Control CBO Rules With Hint
Overviewβ
The query optimizer applies a series of rules when generating execution plans. These rules are mainly categorized into two types: Rule-Based Optimizer (RBO) and Cost-Based Optimizer (CBO).
- RBO: This type of optimization improves query plans by applying a set of predefined heuristic rules without considering specific data statistics. Strategies such as predicate pushdown and projection pushdown fall into this category.
- CBO: This type of optimization leverages data statistics to estimate the cost of different execution plans and selects the plan with the lowest cost for execution. This includes choices of access paths and join algorithms.
In some cases, database administrators or developers may need more granular control over the query optimization process. Based on this, this document will introduce how to use query hints to manage CBO rules.
Currently, Doris has good out-of-the-box capabilities. This means that in most scenarios, Doris will adaptively optimize performance in various scenarios, and users do not need to manually control hints for performance tuning. The content introduced in this chapter is mainly for professional tuners, and business personnel only need a simple understanding.
The basic syntax for CBO rule control hints is as follows:
SELECT /*+ USE_CBO_RULE(rule1, rule2, ...) */ ...
This hint immediately follows the SELECT
keyword and specifies the names of the rules to be enabled within parentheses (rule names are case-insensitive).
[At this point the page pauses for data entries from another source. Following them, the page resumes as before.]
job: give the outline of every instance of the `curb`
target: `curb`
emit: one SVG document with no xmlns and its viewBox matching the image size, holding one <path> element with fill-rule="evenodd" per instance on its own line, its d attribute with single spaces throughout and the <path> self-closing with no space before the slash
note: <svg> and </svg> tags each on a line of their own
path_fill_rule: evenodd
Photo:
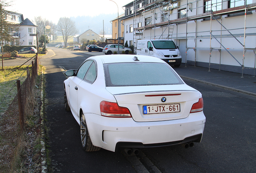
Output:
<svg viewBox="0 0 256 173">
<path fill-rule="evenodd" d="M 44 115 L 43 114 L 43 107 L 44 107 L 44 97 L 43 96 L 43 88 L 44 86 L 44 70 L 42 71 L 42 78 L 41 79 L 41 101 L 42 104 L 40 107 L 40 115 L 41 119 L 41 144 L 42 145 L 41 149 L 41 157 L 42 161 L 41 164 L 41 173 L 47 173 L 48 172 L 47 163 L 46 162 L 46 151 L 45 149 L 45 131 Z"/>
<path fill-rule="evenodd" d="M 243 90 L 240 90 L 237 89 L 235 89 L 233 88 L 229 87 L 228 86 L 226 86 L 223 85 L 220 85 L 219 84 L 216 84 L 213 83 L 211 83 L 209 82 L 206 82 L 203 80 L 201 80 L 198 79 L 196 79 L 193 78 L 191 78 L 189 77 L 185 76 L 180 76 L 182 78 L 184 79 L 188 79 L 190 80 L 194 81 L 195 82 L 197 82 L 200 83 L 202 83 L 204 84 L 206 84 L 212 86 L 213 86 L 217 87 L 218 88 L 222 88 L 223 89 L 226 89 L 227 90 L 229 90 L 232 91 L 236 92 L 237 93 L 239 93 L 242 94 L 244 94 L 245 95 L 248 95 L 250 96 L 252 96 L 254 97 L 256 97 L 256 94 L 254 93 L 251 93 L 248 91 L 245 91 Z"/>
</svg>

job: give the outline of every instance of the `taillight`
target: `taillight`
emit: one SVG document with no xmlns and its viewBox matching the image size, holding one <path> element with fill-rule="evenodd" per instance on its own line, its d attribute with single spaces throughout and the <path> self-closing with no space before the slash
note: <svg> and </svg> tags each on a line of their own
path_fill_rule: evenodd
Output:
<svg viewBox="0 0 256 173">
<path fill-rule="evenodd" d="M 203 110 L 203 108 L 204 101 L 203 101 L 202 97 L 201 97 L 199 99 L 198 102 L 196 102 L 193 105 L 190 111 L 190 113 L 200 112 Z"/>
<path fill-rule="evenodd" d="M 131 117 L 127 108 L 120 107 L 117 103 L 102 101 L 100 104 L 101 115 L 115 118 Z"/>
</svg>

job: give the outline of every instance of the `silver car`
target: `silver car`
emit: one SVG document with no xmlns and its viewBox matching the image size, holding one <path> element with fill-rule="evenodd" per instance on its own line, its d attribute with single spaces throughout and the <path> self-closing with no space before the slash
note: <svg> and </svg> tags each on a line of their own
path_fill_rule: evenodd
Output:
<svg viewBox="0 0 256 173">
<path fill-rule="evenodd" d="M 33 47 L 27 47 L 25 48 L 23 48 L 18 51 L 18 53 L 19 54 L 23 54 L 23 53 L 37 53 L 37 50 Z"/>
<path fill-rule="evenodd" d="M 128 54 L 129 52 L 132 51 L 132 49 L 128 48 L 119 45 L 119 53 L 122 54 L 122 52 L 124 51 L 125 52 L 126 54 Z M 118 52 L 118 44 L 107 44 L 103 48 L 102 52 L 105 53 L 105 54 L 111 54 L 114 52 Z"/>
</svg>

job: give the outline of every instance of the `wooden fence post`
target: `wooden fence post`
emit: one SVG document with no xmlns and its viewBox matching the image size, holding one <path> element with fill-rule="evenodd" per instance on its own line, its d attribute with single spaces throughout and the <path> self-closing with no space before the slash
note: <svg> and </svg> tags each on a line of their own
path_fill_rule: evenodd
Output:
<svg viewBox="0 0 256 173">
<path fill-rule="evenodd" d="M 21 101 L 21 81 L 17 80 L 17 90 L 18 91 L 18 103 L 19 105 L 19 112 L 20 119 L 21 129 L 22 131 L 24 127 L 24 116 L 23 112 L 23 107 Z"/>
</svg>

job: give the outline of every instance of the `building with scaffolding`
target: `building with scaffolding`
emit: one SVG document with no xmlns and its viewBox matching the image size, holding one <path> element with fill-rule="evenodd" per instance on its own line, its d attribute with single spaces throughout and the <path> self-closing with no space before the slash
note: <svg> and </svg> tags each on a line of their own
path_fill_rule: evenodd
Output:
<svg viewBox="0 0 256 173">
<path fill-rule="evenodd" d="M 256 0 L 134 0 L 121 20 L 124 42 L 172 39 L 182 62 L 255 75 Z"/>
</svg>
Currently, the Doris optimizer supports several cost-based rewrites, which can be explicitly enabled using the USE_CBO_RULE
hint, such as:
- PUSH_DOWN_AGG_THROUGH_JOIN
- PUSH_DOWN_AGG_THROUGH_JOIN_ONE_SIDE
- PUSH_DOWN_DISTINCT_THROUGH_JOIN
Caseβ
Here is a query example:
explain shape plan
select /*+ USE_CBO_RULE(push_down_agg_through_join_one_side) */
a.event_id,
b.group_id,
COUNT(a.event_id)
from a
join b on
a.device_id = b.device_id
group by
a.event_id,
b.group_id
;
In this example, a CBO rule for aggregation pushdown is enabled. This operation allows table a to be aggregated before the join operation, reducing the cost of the join and speeding up the query. The plan after pushdown is as follows:
PhysicalResultSink
--hashAgg[GLOBAL]
----hashAgg[LOCAL]
------hashJoin[INNER_JOIN] hashCondition=((a.device_id = b.device_id)) otherCondition=()
--------hashAgg[LOCAL]
----------PhysicalOlapScan[a]
--------filter((cast(experiment_id as DOUBLE) = 73.0))
----------PhysicalOlapScan[b]
Summaryβ
Proper use of the USE_CBO_RULE
hint can help manually enable certain advanced CBO optimization rules, optimizing performance in specific scenarios. However, using CBO optimization rules requires a deep understanding of the query optimization process and data characteristics. In most cases, relying on the automatic decisions of the Doris optimizer is still the best choice.